# Potential Buys.



## ChingazMyBoy (Apr 16, 2009)

Hey,

So yes, I am buying a horse. A few things have happened lately that have meant that Chinga will be put up for sale, as much as I love him. It is the right thing to do. So I was horse hunting this afternoon, I'm planning on eventing so here are a few horses I'd like you guys to let me know what you think of them all.

Frankie - Horses for sale, horse deals, horse floats, horse saddles, horse rugs, horse forums, horse news & articles - Frankie J - Eye Catching Stunner

Really like this boy, his young but not overly young I feel he could take me somewhere, I love his gaits, he looks to me as he has a smooth gait change.

------------

Horses for sale, horse deals, horse floats, horse saddles, horse rugs, horse forums, horse news & articles - Beginners Schoolmaster 

Really do like this boy as well, I feel I could go far on him.

------------

Horses for sale, horse deals, horse floats, horse saddles, horse rugs, horse forums, horse news & articles - C Grade Showjumper!

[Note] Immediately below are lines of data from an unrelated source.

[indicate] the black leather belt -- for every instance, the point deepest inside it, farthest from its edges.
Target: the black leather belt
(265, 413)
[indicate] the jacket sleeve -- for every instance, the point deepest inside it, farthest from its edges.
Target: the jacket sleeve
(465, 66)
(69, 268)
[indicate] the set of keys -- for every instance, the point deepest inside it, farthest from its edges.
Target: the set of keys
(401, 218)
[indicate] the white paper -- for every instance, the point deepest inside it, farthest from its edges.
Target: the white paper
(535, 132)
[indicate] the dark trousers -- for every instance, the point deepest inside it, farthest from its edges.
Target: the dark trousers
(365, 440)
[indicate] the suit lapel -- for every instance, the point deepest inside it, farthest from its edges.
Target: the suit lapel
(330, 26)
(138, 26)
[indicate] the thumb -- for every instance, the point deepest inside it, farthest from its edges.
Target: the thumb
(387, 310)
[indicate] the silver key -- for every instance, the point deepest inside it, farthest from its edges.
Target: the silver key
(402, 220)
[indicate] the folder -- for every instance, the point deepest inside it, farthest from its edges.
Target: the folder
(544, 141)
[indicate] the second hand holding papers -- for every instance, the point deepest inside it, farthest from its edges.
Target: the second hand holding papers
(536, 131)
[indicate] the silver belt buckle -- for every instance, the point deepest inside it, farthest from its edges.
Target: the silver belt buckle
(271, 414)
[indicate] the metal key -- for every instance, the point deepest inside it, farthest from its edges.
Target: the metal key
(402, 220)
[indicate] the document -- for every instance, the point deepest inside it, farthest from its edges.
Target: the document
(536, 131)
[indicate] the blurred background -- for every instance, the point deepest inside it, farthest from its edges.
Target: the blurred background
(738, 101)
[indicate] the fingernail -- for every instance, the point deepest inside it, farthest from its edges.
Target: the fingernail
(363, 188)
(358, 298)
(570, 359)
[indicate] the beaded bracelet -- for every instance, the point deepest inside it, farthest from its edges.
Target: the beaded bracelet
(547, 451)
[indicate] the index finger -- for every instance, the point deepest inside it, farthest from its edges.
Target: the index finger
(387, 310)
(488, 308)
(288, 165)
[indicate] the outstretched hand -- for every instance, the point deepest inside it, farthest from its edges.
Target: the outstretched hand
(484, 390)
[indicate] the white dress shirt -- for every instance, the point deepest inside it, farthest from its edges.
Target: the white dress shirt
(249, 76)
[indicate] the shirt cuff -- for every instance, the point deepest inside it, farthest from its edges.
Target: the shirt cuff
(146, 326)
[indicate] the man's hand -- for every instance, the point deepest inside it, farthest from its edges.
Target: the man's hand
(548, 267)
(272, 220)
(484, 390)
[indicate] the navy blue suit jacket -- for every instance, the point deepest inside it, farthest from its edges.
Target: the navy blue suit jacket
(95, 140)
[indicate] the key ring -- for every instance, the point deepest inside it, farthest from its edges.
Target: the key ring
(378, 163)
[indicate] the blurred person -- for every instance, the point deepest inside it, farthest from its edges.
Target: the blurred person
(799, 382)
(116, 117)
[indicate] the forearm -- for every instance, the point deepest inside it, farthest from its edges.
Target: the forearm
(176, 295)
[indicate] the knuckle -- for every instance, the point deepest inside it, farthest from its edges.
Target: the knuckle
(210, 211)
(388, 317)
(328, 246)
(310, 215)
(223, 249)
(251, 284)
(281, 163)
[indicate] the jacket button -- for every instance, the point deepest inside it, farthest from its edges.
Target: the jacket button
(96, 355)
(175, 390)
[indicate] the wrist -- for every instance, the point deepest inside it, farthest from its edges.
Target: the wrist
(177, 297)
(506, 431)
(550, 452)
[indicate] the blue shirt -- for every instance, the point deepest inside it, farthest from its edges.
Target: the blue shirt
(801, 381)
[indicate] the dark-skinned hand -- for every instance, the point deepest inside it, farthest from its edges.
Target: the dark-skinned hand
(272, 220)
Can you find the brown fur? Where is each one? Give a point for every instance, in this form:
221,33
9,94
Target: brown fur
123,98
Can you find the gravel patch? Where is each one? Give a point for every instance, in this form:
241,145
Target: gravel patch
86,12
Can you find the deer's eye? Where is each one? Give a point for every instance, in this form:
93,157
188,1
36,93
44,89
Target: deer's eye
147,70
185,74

Obviously a very good jumper! But I wonder how he would go in a dressage test, but sounds like a pretty good horse to me.

---------

Horses for sale, horse deals, horse floats, horse saddles, horse rugs, horse forums, horse news & articles - 16.2hh 6yr Geld Amazingly Talented Eventer/SJ Dont Miss Out!!

Would make a good eventing horse I reckon


----------



## NittanyEquestrian (Mar 3, 2009)

I'f I'm not mistaken you're more of a lower intermediate rider right? (Correct me if I'm wrong, I might be mistaken). But I definitely think that Beau would be the best mount for you to learn on. After Chinga you need a confidence and skill builder. Razz sounds ideal but he might be a bit much for you as far as age, skills, etc. Plus he's been out of work and will need reconditioned and reschooled. Either one would be better suited to eventing but I highly recommend going with the tried and true schoolmaster for a confidence builder than the young, possibly very talented choice. But that's the instructor in me coming out. It is ultimately your decision.


----------



## ChingazMyBoy (Apr 16, 2009)

I don't feel mentally or pysacally phased by the bad experiances with Chinga, I ride the advanced lesson at my riding school, I'd say as a "level" I'd do well with all these horses. Selling my baby is the hard part.


----------



## Kayty (Sep 8, 2009)

From looking at all the photo's and questions you have put up, from an internet viewers perspective, you are not a very advanced rider. You may be confident, but confidence does not = skill to train a young horse or get a horse 'to the top'. At this stage, if I were you I would be looking at a nice schoolmaster that has done it all, that you can learn and have fun on without worrying about all the hassles of a young/green horse. They may be advertised as quiet, but you have to take into account that the rider may be a very confident, capable rider who knows what they're doing with these horses. 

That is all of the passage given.